In the news

Review data from 2002-09 on the cystic fibrosis (CF) carrier and diagnostic testing offered by Quest Diagnostics in California, in order to evaluate the performance of a panel of 23 mutations recommended by the American College of Medical Genetics (ACMG) and American College of Obstetricians and Gynaecologists (ACOG).

Using a databases containing over 3 million CF screening tests with a mutation panel of 23-32 mutations, and nearly 4000 sequencing analyses of the CFTR gene, the authors observed a carrier rate of 1:34 with a detection rate of 85% (and almost 100% in Caucasians) based on the estimated US pan-ethnic carrier rate of 1:29. 

Limiting the carrier mutations detected to just the ACMG/ACOG core panel would have reduced the detection rate by only 1%. The authors estimate that around 1 in 1149 couples would be identified as at risk for conceiving a child with CF using this panel, of whom around two-thirds would opt for prenatal diagnostic testing. Of 62 newborns with CF, the majority (64%) were compound heterozygotes of one panel mutation and a mutation not on any panel.
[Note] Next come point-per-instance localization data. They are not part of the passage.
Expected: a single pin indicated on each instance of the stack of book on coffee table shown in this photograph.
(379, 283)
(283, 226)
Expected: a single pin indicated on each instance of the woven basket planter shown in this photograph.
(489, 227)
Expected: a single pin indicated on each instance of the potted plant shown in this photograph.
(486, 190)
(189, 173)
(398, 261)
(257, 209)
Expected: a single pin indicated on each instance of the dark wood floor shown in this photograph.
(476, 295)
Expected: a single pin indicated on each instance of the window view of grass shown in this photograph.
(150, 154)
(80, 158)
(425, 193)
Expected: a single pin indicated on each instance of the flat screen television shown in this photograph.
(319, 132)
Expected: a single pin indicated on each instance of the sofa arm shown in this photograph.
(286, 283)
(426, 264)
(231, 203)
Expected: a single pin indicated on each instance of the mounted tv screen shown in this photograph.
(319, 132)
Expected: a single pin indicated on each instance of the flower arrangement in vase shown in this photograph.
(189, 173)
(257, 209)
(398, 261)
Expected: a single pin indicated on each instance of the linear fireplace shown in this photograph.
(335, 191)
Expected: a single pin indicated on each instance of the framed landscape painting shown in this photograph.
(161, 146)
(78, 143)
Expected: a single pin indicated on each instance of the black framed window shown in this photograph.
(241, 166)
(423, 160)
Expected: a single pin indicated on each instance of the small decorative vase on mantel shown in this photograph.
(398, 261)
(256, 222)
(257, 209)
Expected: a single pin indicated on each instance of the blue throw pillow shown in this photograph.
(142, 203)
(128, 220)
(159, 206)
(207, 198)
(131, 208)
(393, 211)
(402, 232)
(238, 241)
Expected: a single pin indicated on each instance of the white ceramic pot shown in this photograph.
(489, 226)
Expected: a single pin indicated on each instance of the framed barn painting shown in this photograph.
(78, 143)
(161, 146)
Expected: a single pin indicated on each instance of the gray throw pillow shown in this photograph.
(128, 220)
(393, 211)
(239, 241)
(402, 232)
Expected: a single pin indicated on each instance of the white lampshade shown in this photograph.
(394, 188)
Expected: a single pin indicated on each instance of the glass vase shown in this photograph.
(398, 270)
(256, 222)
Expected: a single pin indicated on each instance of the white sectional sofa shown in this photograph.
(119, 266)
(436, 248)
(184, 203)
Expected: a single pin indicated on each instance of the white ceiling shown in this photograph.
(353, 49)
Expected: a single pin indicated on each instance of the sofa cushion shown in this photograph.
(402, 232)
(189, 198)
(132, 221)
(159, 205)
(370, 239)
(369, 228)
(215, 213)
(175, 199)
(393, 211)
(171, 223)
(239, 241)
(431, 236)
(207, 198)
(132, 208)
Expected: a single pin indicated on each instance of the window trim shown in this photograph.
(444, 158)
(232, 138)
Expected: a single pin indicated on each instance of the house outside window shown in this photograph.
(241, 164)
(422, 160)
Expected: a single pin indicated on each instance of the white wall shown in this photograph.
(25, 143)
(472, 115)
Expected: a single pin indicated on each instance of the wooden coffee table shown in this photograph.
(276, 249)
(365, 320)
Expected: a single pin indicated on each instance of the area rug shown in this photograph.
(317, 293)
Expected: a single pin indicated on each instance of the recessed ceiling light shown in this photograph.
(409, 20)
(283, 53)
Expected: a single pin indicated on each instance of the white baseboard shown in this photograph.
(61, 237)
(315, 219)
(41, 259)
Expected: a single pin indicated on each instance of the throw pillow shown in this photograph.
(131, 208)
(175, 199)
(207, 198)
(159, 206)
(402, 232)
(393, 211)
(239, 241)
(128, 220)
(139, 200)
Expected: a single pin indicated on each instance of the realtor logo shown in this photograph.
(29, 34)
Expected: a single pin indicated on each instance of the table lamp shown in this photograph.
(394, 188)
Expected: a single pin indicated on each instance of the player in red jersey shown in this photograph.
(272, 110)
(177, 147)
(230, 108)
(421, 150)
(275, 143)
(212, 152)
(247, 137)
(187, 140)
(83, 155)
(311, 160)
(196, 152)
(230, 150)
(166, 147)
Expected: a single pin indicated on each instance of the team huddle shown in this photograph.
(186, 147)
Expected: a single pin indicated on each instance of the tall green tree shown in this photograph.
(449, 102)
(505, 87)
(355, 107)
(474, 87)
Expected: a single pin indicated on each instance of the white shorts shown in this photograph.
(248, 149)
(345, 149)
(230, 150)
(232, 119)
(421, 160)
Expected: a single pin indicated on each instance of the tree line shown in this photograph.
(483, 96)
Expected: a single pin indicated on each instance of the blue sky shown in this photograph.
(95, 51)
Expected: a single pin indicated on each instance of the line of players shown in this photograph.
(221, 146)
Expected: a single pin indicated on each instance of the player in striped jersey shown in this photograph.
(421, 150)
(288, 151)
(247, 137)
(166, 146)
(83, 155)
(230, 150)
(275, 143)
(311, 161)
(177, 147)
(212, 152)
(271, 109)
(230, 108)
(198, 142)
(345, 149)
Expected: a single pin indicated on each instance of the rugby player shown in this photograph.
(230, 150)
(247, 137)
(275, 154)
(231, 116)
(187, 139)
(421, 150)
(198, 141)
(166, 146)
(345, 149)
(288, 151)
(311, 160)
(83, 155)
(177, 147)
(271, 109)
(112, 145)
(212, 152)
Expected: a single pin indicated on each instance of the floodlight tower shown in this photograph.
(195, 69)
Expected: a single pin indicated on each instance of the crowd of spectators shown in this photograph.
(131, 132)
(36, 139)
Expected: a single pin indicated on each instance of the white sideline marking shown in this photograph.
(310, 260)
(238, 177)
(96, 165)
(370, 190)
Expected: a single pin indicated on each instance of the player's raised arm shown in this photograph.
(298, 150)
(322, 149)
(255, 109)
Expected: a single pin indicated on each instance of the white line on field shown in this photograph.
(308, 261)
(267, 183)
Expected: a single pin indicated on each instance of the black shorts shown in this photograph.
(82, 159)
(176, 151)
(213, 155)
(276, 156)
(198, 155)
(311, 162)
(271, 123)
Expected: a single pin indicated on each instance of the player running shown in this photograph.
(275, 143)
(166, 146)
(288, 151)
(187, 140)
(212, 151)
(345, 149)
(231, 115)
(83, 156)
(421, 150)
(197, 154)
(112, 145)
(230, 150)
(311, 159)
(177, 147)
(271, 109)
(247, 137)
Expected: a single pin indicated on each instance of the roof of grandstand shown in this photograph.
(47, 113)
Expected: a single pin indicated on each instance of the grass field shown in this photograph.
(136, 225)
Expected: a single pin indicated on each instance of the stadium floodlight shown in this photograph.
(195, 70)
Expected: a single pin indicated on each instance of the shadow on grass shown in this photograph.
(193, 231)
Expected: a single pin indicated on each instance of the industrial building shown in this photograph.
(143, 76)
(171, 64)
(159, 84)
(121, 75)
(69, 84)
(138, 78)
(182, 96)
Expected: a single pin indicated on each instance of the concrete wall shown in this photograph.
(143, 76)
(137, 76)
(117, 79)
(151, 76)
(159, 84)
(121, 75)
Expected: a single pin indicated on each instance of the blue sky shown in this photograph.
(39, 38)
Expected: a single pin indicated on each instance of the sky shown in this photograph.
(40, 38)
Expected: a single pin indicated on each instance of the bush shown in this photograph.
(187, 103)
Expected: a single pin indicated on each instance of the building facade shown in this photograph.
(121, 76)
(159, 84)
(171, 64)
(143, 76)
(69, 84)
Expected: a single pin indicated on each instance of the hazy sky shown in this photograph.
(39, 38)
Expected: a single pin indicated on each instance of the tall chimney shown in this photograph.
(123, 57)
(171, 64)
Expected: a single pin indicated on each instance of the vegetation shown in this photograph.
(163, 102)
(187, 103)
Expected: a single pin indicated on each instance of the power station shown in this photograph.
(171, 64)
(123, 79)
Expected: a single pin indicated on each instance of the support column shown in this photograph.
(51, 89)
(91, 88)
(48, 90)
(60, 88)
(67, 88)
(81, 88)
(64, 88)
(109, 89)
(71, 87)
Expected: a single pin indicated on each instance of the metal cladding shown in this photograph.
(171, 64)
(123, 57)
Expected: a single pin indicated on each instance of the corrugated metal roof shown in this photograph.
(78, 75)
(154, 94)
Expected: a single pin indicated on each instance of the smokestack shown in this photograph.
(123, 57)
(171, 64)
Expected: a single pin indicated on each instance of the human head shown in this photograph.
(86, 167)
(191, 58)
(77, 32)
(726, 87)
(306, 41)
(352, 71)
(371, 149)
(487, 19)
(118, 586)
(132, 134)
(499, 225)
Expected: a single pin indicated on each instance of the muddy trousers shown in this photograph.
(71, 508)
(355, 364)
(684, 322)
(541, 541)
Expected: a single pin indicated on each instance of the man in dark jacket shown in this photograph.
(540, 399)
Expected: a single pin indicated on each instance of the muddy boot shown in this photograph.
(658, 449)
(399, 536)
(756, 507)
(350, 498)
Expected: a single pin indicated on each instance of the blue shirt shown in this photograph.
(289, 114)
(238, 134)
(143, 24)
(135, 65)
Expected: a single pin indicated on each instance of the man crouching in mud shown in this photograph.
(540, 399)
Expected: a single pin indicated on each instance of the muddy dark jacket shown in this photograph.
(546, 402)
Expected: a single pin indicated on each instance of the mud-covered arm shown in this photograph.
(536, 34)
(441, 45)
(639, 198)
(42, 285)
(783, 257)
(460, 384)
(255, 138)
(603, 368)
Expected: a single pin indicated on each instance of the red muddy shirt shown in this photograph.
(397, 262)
There is no evidence that including additional rarer mutations in the panel would substantially improve the carrier detection rate. Furthermore, because 27% of individuals diagnosed with atypical or mild CF in this study had only a single CFTR mutation, no current molecular method alone is capable of detecting all newborns with CF.

This large study indicates that CF carrier testing based on a limited number of the most common mutations performs well even in an ethnically diverse population. The finding has implications not only for the design of national screening programmes but also for the various commercial companies offering CF carrier testing based on many more mutations, including the leading consumer genomics company 23andMe which has recently substantially expanded its genotyping platform (see Genetic Future).